23 Mar Have You Heard of ‘Franglais’?

Ever heard a native English speaks words like, ‘nonchalant’, ‘bon vivant’ or the most common ‘bon voyage’? These are French words that have come its way to the English daily expressions. They enhance the English language and make it sound more fun and romantic. This combination is commonly referred to as ‘Franglais’.

This trend of mashing up words from one language with another dates back to Shakespeare in his famous play called ‘Henry V’ where words such as ‘foutre’ and ‘gown’ were used by a French princess while trying to learn English. Nowadays, so many terms have been adopted from the French Language and are even present in the English dictionary making it globally and formally accepted.

How Does it Work?

‘Franglais’ comprises of many unique aspects that make it sound different from either English or French.

 For instance, the suffix, -ing is added to an English verb in order to make it a noun. Examples include, le parking {a car park}, le pressing {dry cleaners}. Le- the prefix is used to denote, a/an in French. Secondly, adding an -er at the end of an English word to produce French words. For example, tweeter {to tweet}, liker {to like}, googler {to google}. These are terms that have been adopted in social media.
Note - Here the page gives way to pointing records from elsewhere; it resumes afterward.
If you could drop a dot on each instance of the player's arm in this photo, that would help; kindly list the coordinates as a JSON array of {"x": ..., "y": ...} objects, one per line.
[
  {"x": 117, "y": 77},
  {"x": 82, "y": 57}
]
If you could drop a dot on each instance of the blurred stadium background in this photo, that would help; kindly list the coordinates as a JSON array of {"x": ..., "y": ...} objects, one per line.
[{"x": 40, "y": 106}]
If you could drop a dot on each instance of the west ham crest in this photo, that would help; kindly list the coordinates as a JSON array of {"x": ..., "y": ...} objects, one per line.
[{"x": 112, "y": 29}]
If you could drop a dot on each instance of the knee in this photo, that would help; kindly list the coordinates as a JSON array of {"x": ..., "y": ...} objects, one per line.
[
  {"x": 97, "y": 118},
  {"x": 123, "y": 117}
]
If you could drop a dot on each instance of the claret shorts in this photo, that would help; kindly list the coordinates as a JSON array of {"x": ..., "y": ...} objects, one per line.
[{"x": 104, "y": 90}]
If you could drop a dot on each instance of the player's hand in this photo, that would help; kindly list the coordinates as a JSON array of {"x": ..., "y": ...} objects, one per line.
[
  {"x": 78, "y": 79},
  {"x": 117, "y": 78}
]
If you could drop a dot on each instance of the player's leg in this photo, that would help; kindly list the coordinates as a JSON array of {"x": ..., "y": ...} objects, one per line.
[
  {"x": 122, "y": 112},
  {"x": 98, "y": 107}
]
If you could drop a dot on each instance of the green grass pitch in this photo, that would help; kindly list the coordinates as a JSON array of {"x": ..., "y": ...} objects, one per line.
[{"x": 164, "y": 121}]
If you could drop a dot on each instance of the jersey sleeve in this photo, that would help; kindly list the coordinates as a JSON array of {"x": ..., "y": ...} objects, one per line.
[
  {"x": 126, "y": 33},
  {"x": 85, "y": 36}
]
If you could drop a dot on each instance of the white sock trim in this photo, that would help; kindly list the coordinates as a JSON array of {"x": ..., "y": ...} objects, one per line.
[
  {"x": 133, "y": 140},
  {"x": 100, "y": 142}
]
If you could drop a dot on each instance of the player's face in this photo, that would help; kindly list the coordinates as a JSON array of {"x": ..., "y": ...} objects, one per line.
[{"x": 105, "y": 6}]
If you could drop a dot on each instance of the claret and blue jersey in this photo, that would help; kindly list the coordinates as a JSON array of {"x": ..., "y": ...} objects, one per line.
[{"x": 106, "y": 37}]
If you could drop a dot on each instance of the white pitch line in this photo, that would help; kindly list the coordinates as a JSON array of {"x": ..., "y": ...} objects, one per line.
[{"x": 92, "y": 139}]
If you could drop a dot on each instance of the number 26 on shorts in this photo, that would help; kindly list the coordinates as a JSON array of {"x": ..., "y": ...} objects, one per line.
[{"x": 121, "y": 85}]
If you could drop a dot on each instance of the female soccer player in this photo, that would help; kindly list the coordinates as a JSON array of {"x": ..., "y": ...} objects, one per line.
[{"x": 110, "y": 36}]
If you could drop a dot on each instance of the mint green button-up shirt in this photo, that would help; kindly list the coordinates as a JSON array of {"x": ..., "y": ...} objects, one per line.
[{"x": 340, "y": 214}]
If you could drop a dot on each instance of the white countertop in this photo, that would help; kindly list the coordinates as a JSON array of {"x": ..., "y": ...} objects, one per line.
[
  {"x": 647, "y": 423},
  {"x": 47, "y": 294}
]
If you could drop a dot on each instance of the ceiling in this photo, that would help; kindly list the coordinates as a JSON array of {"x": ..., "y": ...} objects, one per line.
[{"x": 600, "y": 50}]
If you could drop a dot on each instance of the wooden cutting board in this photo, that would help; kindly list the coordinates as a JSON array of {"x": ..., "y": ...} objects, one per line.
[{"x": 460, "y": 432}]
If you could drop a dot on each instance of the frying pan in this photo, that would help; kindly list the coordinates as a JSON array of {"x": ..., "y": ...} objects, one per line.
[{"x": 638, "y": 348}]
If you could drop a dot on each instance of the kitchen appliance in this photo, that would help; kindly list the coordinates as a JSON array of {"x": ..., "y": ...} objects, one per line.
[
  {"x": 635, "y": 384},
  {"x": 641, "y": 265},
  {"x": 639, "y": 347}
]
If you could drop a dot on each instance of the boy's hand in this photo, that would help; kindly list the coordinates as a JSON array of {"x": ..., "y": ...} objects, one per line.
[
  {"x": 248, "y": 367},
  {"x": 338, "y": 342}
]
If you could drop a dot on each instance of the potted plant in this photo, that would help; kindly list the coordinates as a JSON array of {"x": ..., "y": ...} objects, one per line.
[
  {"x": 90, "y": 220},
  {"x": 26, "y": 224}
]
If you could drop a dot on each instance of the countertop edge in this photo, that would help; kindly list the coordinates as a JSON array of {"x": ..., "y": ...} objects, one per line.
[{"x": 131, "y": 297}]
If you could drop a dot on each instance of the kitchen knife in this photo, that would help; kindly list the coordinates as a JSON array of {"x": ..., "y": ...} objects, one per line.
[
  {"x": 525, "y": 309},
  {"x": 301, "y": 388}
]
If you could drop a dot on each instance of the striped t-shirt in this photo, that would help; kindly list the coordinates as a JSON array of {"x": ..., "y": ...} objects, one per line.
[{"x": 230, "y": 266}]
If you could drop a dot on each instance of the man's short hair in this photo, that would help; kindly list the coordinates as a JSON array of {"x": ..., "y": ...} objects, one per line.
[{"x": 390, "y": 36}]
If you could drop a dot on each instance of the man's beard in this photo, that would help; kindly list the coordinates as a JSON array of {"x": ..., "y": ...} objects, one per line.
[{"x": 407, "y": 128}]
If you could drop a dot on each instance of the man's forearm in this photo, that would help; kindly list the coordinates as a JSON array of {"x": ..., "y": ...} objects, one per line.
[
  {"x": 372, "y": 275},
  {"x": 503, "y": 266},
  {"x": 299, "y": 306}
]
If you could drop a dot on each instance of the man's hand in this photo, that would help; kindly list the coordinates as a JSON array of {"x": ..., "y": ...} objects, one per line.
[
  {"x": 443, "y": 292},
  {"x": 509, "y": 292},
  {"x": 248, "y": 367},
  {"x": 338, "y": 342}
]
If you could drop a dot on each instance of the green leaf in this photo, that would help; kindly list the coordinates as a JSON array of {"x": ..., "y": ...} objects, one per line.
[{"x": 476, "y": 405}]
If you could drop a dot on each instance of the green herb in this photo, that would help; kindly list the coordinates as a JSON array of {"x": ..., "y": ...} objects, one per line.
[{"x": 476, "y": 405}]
Lastly, Franglais incorporates the use of compound words which are formed by putting two words together. For instance, un rugby man {rugby player}, un tennis man {tennis player}. Words may also be interchanged. For example, instead of saying a service station in English in Franglais you say, une station-service.
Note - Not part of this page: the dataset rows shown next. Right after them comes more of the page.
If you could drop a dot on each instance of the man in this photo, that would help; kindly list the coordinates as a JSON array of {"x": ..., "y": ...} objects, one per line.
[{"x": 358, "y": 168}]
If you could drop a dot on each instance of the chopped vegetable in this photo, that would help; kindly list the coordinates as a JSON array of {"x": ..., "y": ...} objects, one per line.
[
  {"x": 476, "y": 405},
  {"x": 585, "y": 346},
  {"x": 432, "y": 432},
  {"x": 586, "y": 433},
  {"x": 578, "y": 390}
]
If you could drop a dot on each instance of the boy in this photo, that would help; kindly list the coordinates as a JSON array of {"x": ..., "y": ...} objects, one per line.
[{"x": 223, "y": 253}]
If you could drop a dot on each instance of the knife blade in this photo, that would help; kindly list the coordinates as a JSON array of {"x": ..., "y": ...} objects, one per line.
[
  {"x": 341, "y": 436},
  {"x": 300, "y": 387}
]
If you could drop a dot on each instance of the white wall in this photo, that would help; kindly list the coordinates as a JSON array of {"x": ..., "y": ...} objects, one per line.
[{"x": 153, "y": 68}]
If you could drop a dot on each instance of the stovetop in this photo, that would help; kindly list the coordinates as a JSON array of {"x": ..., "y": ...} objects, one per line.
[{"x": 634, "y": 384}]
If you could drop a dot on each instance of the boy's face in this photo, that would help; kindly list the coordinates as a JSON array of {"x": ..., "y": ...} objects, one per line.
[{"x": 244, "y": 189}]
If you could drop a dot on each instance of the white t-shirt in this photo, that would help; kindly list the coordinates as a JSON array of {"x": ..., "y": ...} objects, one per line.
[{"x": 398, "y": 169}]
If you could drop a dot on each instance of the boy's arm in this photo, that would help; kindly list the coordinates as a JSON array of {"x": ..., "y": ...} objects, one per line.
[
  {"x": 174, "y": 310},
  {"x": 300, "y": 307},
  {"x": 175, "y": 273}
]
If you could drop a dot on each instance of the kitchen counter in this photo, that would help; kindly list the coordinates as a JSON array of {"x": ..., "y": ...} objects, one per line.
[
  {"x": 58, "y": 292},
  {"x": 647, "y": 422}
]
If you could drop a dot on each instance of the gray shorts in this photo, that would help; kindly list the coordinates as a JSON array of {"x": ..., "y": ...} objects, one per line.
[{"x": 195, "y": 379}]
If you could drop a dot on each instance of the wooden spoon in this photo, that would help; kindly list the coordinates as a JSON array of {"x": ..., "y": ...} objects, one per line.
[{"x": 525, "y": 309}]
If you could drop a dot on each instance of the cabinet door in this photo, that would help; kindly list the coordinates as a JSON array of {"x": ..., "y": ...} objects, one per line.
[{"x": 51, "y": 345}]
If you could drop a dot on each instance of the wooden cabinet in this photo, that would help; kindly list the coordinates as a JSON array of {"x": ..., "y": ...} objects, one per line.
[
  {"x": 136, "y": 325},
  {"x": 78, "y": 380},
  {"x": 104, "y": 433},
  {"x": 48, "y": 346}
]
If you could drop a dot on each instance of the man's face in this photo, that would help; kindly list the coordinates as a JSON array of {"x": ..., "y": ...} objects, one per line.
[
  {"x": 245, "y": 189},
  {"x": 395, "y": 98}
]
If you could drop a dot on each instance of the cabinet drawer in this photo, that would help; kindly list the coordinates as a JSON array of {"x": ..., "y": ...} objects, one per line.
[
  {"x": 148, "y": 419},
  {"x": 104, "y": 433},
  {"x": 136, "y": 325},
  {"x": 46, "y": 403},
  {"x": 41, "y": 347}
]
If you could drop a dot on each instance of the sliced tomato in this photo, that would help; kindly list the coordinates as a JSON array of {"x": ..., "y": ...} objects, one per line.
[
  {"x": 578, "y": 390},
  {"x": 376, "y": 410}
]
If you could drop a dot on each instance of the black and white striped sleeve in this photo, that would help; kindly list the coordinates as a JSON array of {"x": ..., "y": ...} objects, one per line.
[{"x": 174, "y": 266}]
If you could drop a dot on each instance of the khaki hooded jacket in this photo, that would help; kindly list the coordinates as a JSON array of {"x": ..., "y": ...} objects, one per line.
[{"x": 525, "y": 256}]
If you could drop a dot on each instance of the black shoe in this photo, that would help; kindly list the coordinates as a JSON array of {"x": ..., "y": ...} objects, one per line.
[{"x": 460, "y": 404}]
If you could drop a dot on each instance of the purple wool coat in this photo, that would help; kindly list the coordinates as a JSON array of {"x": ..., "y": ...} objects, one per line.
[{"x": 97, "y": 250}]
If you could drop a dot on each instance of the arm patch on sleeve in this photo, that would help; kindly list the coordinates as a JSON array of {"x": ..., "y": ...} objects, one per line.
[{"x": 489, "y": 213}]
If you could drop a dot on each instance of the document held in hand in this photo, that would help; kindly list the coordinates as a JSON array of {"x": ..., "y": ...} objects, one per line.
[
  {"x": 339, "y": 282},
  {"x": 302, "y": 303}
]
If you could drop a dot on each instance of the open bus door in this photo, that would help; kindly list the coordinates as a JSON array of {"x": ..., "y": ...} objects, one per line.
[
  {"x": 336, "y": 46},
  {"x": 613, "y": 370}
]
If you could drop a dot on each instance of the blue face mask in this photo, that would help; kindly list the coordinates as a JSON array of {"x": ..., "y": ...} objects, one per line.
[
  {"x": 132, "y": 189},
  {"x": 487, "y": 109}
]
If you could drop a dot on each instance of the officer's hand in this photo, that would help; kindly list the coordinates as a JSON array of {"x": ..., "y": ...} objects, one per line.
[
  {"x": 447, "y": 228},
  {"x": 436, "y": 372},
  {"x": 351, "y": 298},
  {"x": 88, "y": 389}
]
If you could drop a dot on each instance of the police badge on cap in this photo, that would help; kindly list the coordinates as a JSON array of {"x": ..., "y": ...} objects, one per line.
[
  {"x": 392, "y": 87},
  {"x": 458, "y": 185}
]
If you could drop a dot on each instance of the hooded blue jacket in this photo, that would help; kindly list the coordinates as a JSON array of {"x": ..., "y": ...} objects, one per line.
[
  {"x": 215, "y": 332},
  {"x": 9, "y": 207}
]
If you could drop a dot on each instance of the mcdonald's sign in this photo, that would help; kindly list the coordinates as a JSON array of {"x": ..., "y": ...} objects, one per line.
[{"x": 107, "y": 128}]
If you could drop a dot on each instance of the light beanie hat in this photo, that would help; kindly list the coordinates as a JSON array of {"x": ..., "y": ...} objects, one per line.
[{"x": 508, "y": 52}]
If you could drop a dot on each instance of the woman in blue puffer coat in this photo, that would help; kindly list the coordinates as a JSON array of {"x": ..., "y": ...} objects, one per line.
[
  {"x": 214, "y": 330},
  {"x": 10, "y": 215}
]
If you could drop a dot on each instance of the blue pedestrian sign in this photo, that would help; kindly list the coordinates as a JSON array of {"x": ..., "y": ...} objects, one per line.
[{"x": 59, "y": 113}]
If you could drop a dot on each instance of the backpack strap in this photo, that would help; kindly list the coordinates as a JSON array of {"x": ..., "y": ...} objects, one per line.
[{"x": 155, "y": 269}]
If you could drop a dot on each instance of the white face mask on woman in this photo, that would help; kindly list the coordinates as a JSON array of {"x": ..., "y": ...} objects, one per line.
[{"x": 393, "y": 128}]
Franglais may not always be fun and exciting when some French expressions are used but have different meanings in English, this is commonly referred to as ‘false friends’. Examples include, le smoking to mean dinner jacket, or le footing to mean jogging. So be cautious about such terms and expressions!

The French language has been very generous to lend wonderful terms to the English language and vice versa.  Embrace your Franglais and enjoy practicing this fun variation of the language!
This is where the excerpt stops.